The case dates back to a presidential primary debate to 2016 and Sen. Marco Rubio’s mocking of candidate Trump as having “small hands.”
“He hit my hands,” Trump protested. “Look at these hands, are these small hands?” And, “If they’re small, something else must be small. I guarantee you there’s no problem. I guarantee,” he said, with a knowing smirk.
Two years later, part-time Democratic activist Steve Elster applied to trademarkthe phrase “TRUMP TOO SMALL” for use on T-shirts. The Patent and Trademark office rejected the proposed mark because federal law bars trademark registration of a living person’s name without his consent. The trademark office said that nothing prevents Elster or anyone else from using the phrase, but without a trademark.
The U.S. Court of Appeals for the Federal Circuit disagreed, ruling that the denial of the trademark violated Elster’s free speech rights.
That argument, however, had few, if any takers at the Supreme Court Wednesday.
“The question is, is this an infringement on speech? And the answer is no,” said Justice Sonia Sotomayor. “He can sell as many shirts with this [Trump Too Small] saying as he wants.”
Justice Clarence Thomas made a similar point in questioning Elster’s lawyer, Jonathan Taylor, who conceded that without a trademark his client can still make and market as many shirts or mugs as he wants with the emblem “Trump Too Small.”
So, asked Thomas, “What speech is precisely being burdened?”
Taylor replied that Elster is being denied “important rights and benefits” that are “generally available to all trademark holders who pay the registration fee, and he is being denied that “solely because his mark expresses a message about a public figure.”
In other words, the denial of the trademark means that Elster can’t charge others a fee for using the phrase “Trump too small.”
That prompted Justice Elena Kagan to observe that the court has repeatedly said that “as long as its not viewpoint based, government… can give benefits to some and not … to others.”
Justice Neil Gorsuch chimed in to say that “there have always been content restrictions of some kind” on trademarks. Justice Brett Kavanaugh agreed, noting that “Congress thinks it’s appropriate to put a restriction on people profiting off commercially appropriating someone else’s name.”
And Justice Ketanji Brown Jackson added that a “trademark is not about the First Amendment.” It’s “about source identifying and preventing consumer confusion.”

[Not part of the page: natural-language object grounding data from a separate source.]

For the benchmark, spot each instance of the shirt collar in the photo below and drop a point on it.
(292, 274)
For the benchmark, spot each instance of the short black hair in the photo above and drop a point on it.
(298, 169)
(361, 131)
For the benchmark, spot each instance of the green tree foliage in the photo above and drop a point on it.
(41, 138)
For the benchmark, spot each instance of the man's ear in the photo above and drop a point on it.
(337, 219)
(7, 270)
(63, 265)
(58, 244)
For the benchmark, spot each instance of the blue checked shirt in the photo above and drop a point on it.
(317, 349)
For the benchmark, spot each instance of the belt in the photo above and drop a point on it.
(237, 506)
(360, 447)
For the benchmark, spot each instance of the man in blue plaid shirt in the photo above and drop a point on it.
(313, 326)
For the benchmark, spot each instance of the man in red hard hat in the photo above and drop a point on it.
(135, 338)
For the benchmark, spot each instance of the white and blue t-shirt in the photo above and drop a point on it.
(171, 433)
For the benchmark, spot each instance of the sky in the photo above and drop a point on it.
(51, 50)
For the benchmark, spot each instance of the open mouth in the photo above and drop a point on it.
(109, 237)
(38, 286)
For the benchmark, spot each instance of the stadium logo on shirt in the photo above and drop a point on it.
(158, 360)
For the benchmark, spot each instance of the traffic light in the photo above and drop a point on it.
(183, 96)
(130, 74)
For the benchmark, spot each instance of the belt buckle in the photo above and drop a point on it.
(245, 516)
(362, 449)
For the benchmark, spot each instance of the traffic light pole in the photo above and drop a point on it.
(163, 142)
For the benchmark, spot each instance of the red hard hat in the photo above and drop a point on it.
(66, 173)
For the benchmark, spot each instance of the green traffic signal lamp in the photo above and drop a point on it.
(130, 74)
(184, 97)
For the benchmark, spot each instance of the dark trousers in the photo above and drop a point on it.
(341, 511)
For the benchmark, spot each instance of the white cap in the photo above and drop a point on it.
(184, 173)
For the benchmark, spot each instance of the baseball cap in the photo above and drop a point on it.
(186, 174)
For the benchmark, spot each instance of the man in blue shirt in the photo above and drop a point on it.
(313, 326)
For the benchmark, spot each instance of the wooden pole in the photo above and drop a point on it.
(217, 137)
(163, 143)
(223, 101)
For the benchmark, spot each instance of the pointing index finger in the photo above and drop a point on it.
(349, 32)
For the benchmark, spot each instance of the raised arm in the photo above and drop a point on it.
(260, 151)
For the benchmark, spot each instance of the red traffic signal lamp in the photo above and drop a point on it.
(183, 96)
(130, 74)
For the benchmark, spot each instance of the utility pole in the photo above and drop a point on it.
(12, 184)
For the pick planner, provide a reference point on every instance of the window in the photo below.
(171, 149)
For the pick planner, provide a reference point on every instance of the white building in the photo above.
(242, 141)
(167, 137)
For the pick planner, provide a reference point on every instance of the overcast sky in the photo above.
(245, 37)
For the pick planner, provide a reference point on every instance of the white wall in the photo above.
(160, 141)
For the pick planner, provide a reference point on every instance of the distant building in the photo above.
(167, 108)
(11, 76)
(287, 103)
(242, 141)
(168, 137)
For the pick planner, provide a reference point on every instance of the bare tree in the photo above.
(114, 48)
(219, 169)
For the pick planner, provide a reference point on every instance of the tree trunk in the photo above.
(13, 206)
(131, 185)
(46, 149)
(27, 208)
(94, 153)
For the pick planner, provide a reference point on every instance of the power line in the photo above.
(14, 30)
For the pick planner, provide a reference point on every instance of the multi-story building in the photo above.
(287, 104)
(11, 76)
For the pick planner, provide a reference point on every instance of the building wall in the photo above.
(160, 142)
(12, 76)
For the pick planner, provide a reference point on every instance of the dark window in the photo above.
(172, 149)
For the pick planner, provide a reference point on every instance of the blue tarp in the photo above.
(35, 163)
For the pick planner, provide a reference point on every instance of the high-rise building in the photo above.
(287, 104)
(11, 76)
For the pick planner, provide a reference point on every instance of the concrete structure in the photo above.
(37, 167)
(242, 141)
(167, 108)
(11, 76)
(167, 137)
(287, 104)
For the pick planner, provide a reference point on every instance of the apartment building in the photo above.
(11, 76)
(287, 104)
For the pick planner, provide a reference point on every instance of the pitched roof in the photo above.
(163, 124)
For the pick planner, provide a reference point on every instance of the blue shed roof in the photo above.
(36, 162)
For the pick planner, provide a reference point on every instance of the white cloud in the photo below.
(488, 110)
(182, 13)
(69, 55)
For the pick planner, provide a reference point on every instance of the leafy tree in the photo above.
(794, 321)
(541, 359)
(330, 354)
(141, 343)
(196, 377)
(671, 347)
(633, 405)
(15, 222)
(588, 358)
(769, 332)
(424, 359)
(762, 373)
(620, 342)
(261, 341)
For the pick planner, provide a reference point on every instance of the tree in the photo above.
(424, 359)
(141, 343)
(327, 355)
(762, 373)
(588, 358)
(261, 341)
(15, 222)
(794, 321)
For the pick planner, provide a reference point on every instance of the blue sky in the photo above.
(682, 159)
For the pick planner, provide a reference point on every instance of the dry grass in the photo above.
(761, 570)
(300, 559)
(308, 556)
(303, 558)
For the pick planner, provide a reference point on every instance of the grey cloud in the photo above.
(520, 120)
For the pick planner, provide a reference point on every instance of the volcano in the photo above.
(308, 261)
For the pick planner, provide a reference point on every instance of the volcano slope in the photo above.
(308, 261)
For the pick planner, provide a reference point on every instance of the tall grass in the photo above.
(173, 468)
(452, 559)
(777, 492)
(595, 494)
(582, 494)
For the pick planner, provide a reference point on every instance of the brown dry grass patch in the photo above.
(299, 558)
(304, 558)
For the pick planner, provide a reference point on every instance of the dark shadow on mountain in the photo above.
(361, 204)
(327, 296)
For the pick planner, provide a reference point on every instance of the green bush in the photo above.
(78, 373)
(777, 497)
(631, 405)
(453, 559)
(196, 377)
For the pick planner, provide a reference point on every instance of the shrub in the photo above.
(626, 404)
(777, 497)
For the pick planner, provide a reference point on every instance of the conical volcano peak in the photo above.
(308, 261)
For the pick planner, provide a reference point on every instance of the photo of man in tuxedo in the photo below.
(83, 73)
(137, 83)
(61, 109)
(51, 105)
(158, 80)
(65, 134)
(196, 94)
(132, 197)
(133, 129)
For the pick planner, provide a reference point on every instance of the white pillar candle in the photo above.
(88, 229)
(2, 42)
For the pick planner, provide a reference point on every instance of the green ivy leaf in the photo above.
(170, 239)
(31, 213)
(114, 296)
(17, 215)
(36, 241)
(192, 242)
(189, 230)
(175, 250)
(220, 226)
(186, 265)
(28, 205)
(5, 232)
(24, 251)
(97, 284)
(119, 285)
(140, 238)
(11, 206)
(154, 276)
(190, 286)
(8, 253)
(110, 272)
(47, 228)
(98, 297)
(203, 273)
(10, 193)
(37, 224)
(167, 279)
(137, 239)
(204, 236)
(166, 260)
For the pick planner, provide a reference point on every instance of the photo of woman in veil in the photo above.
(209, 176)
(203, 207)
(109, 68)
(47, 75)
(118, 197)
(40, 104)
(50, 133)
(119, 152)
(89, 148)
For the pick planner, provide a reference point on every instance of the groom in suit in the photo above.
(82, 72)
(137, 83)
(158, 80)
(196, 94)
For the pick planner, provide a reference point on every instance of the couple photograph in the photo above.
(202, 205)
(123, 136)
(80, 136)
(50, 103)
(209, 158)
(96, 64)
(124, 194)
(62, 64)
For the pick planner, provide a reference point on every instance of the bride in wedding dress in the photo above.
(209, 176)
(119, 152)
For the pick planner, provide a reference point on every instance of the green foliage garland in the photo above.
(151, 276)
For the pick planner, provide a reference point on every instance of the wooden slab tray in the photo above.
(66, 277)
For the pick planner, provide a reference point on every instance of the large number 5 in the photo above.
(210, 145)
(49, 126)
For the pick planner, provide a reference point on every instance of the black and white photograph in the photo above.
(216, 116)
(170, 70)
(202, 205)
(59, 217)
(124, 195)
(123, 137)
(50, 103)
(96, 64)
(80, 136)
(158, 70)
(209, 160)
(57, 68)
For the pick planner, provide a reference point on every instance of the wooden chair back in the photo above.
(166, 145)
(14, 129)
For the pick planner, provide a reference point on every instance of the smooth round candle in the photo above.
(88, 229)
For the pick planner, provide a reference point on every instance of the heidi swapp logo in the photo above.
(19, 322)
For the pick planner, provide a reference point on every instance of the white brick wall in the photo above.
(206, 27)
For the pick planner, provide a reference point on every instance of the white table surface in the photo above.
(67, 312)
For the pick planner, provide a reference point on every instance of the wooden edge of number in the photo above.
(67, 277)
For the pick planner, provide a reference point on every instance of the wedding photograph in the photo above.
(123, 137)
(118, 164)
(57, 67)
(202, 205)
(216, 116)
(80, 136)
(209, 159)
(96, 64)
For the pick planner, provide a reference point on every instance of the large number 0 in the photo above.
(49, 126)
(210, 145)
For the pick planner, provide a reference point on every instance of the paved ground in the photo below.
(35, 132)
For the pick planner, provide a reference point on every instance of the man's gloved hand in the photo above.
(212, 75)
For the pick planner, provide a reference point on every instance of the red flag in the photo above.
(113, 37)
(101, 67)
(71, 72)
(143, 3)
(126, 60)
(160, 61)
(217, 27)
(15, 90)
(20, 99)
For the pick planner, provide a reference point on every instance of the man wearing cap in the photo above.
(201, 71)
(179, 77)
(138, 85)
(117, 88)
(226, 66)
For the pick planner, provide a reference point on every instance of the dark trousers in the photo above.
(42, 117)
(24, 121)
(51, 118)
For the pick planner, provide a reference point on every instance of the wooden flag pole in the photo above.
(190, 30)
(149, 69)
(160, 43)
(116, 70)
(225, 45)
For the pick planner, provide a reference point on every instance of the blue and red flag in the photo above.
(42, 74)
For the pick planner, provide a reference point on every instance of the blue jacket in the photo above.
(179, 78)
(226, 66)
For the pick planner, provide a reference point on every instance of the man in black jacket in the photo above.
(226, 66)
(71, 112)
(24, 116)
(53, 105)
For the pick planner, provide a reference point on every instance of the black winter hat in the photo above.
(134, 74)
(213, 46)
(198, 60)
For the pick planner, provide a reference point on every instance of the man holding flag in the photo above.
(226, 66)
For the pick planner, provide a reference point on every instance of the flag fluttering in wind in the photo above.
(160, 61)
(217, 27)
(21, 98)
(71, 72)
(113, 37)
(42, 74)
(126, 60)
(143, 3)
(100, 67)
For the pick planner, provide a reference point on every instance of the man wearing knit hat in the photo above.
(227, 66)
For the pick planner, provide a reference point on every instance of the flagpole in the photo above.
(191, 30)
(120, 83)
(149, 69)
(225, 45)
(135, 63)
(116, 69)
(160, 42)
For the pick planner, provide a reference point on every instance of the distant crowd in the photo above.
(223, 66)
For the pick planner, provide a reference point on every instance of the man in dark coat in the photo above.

And finally, there was this from Chief Justice John Roberts: “What do you do about the government’s argument that you’re the one undermining First Amendment values because the whole point of the trademark, of course, is preventing other people from doing the same thing. If you win a trademark for the slogan ;Trump Too Small,’ other people can’t use it, right?”
If that really is a problem, replied lawyer Taylor, then Congress can fix it. But he didn’t say how.
Bottom line at the end of Wednesday’s argument? Yes, Virginia, there ARE some things that Supreme Court justices apparently do agree on.